Meu irmão se pôs a enumerar os cinemas desse bairro, começando pelo Astor, mas eu o interrompi para falar da fita.

-Na parte final, o “Tubarão” se assemelha à história do “Moby Dick”, mas o Spielberg estraga tudo, a meu ver, com o final hollywoodiano.

-O álcool faz bem a saúde. No início, aquele cara escapa do tubarão porque, de tão bêbado, não conseguiu entrar na água com aquela mulher nua que o chamava. - lembrou.

-A cena em que ela é comida pelo tubarão é inverossímil, pois ninguém consegue se apoiar numa boia sinalizadora depois de uma dentada de um tubarão de 8 metros de comprimento.

Nesse instante, entraram a Gina e o Daniel na cozinha.

-Daniel, recebi, ontem, às 7h 45min da noite, exatamente, o sedex com o filme Barry Lyndon.
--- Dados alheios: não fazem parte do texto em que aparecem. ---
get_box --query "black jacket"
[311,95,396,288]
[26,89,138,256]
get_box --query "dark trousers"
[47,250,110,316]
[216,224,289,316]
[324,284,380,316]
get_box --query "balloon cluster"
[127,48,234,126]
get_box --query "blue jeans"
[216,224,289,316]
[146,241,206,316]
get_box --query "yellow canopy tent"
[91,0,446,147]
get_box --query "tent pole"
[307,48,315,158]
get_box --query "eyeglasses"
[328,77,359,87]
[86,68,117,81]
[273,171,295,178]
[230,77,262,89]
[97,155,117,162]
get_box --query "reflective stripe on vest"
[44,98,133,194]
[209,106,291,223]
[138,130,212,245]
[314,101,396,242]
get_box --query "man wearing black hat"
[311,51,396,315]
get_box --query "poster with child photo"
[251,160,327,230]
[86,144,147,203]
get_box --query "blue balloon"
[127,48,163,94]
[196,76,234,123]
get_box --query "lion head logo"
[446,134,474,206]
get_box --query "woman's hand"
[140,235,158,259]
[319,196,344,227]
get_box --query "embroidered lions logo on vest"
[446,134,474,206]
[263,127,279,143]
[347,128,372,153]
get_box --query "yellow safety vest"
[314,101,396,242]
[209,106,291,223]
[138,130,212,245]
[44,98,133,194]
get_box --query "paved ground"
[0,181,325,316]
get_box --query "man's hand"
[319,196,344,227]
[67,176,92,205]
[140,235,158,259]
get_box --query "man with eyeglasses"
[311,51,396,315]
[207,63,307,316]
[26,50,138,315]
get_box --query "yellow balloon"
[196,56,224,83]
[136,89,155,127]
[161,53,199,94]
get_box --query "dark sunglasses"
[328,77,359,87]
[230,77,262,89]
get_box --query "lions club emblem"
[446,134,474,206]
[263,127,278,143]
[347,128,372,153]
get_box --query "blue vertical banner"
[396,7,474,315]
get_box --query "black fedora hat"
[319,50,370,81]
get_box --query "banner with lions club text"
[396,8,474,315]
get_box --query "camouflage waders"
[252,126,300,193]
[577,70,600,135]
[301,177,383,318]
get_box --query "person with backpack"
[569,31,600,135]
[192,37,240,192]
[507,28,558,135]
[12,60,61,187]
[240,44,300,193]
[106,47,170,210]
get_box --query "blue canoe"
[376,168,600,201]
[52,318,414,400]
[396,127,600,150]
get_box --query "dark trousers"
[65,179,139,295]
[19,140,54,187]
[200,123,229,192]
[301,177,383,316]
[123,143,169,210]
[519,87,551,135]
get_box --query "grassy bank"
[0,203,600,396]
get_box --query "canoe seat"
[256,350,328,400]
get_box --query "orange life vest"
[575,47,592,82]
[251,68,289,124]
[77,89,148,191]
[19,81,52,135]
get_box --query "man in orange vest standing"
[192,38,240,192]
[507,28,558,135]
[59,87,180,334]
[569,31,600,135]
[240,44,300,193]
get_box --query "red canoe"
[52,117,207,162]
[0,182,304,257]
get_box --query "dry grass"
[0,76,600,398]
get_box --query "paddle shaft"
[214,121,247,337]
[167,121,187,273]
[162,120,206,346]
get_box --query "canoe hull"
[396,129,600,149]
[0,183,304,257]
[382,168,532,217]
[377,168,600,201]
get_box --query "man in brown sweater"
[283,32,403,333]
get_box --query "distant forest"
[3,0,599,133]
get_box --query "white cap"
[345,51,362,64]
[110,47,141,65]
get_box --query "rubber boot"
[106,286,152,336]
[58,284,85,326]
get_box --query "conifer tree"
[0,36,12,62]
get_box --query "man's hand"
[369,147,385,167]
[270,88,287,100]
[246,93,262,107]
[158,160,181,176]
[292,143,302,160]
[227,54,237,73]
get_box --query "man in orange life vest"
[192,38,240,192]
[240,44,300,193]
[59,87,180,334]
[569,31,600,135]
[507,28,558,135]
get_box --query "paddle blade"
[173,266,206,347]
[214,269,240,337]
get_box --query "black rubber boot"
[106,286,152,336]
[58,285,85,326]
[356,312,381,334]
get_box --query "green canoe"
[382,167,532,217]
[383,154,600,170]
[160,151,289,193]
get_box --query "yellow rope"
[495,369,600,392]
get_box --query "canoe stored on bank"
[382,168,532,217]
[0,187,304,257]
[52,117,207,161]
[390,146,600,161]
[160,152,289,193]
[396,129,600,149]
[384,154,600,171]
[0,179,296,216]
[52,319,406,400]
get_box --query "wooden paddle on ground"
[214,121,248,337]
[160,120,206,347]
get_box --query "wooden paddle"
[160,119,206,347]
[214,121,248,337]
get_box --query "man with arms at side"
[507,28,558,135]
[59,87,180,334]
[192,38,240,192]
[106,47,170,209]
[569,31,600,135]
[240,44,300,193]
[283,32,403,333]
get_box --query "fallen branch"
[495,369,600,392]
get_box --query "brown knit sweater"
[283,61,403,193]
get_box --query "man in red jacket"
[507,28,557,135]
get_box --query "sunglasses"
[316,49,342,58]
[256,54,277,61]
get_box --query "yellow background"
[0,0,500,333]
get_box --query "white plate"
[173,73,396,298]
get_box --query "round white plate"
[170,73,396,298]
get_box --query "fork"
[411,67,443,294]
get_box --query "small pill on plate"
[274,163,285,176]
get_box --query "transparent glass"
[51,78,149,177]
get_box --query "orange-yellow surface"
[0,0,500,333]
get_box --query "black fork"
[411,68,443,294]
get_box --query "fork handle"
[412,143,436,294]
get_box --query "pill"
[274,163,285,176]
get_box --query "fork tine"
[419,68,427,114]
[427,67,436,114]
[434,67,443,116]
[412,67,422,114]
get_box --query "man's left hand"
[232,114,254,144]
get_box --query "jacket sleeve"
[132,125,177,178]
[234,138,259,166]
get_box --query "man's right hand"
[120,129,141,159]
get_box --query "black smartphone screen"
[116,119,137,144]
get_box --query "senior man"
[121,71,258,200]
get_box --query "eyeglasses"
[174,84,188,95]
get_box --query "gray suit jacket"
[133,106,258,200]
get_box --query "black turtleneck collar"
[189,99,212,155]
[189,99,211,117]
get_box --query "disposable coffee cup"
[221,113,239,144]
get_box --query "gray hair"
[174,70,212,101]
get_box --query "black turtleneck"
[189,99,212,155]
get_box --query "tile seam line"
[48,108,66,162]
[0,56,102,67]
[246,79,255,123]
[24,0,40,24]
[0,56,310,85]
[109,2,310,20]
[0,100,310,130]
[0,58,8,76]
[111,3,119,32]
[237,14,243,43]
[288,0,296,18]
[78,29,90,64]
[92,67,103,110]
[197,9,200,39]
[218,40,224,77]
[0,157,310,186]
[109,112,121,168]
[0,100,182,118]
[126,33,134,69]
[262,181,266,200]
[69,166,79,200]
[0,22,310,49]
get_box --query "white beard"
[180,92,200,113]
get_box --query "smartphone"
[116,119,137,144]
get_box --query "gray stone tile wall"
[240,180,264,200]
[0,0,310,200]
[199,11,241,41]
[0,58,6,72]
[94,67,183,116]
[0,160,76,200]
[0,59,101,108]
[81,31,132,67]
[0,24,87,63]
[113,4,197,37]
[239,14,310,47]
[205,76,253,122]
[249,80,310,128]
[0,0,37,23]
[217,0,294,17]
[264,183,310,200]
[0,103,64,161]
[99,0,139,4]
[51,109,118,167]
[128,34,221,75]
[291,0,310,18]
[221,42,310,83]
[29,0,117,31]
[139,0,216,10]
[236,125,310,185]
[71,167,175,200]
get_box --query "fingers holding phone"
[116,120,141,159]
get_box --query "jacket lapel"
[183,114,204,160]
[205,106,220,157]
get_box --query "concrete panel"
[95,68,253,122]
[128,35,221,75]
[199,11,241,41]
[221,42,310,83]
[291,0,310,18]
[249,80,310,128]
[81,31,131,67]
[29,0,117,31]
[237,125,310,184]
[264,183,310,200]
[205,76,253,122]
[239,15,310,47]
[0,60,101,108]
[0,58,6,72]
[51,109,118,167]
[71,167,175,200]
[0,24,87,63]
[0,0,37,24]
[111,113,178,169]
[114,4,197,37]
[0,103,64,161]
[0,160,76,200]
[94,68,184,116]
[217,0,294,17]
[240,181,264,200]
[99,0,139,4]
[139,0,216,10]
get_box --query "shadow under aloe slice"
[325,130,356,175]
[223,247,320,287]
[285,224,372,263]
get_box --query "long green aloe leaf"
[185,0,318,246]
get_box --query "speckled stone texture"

Estranhei o horário com a moça do Correio e ela me disse que se atrasou. Ouvi falar que muitos funcionários dos Correios e Telégrafos estão procurando outro emprego.

-Carlão, ela se atrasou mesmo.

-Daniel, com esse aumento para 26% no Postalis, devido à má gestão petista, é para pedir o boné e ir embora.

-Carlinhos, eles têm um bom plano de saúde, estabilidade, e o desemprego está batendo à porta, não vão dar um salto no escuro. - argumentou a Gina.

-O fundo de pensão da Petrobras corre o mesmo risco. - acrescentou o Claudio.

-Os professores reclamam que ganham pouco, mas vê se algum deles quer ir embora? Eles não querem perder os benefícios. - insistiu a Gina.

-E nessa semana com feriado de Tiradentes e São Jorge, o governador e o prefeito deram a semana toda de folga.

-Deram nada. - informou ela.

-Então, eles surpreenderam, pois estender feriados é com eles mesmos. Eu terei de trabalhar segunda e quarta-feira,

-A Casa da Moeda deu para gente a semana inteira. - disse o meu sobrinho um tanto envergonhado.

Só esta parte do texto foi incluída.